Increasing antibiotic resistance stemming from the use of antibiotics in raising livestock is contributing to growing difficulty in treating urinary tract infections, according to new research published in the Journal of Medical Microbiology. Dr. Pak-Leung Ho and colleagues at the University of Hong Kong say that genes which encode antibiotic resistance are increasingly prevalent in both humans and animals — and that they reflect growing antibiotic resistance caused by the spread of bacteria through contaminated water, direct contact with animals and the global food supply.

Researchers analyzed Escherichia coli (E. coli) bacteria — the cause of the vast majority of urinary tract infections — in fecal samples taken from both humans and animals. They found the gene aacC2, which encodes resistance to the common antibiotic gentamicin, in 80% of samples.

The ability for antibiotic resistance to potentially transfer from animals to humans through the food chain suggests that, with an increasingly global food supply, isolating resistance to a specific region could be nearly impossible, the study authors say. And, they point out, that’s particularly bad news as antibiotic resistance derived from the food supply can minimize the efficacy of antibiotics commonly used to treat infections in humans.

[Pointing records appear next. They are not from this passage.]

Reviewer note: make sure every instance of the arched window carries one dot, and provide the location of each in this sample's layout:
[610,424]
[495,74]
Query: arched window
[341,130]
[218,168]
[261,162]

While the research was conducted in Hong Kong, professor Chris Thomas, of the School of Biosciences at the U.K.’s University of Birmingham, told the BBC that antibiotic-resistant strains of E. coli have been found in the U.K. as well:

“Antibiotic use in animal husbandry is tightly controlled in Europe. But even if the problem is being curbed here, people traveling abroad and moving from community to community will bring resistance with them and it will spread… It’s a worldwide problem.”

Resistance to certain antibiotics can be overcome by using stronger antibiotics, but in time bacteria may develop resistance to these medications as well, experts say. According to the figures from the National Institutes of Health, urinary tract infections are the second most common form of infection in the body, affecting more women than men and prompting more than 8.3 million people to seek medical attention each year.